Founders and Background
LQN was founded in 2018 by economists Andrés Pérez and Manuel Zabaleta, who met at Universidad de los Andes in 2005. Early in their careers, the pair helped build the mortgage credit unit at Banco de Bogotá, giving them firsthand exposure to process bottlenecks and regulatory requirements. That experience informed LQN’s emphasis on full-stack workflow digitization rather than point solutions.
Financial Discipline
Amid a period when several regional proptech and fintech startups have retrenched, LQN reports that it has achieved positive EBITDA with a lean operating structure. The company highlights measured growth, disciplined unit economics, and a focus on revenue from institutional clients. Management believes this footing improves resilience as it adds a lending book on top of recurring software revenues.
Executive Commentary
“We’re launching a proprietary lending vehicle for free-purpose loans with real estate collateral,” said co-founder and CEO Andrés Pérez. “Eighty-five percent of homes in Colombia have no form of credit, so families have wealth locked inside their properties.
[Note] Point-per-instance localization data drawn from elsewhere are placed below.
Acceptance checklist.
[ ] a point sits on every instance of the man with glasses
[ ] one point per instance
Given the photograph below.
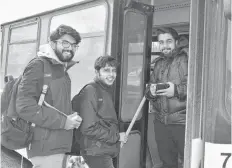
(54, 121)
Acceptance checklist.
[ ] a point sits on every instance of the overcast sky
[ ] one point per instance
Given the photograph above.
(15, 9)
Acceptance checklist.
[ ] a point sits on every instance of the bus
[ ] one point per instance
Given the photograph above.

We want to help them make that capital productive to pay off debt or invest in their businesses.”
With new capital led by Grupo Pegasus, LQN is doubling down on its core mortgage technology while entering secured consumer lending. The move seeks to convert widespread home equity into accessible credit through a digital, multi-lender ecosystem. If execution matches ambition, the company could become a key enabler of household liquidity and institutional efficiency in Colombia’s housing finance market.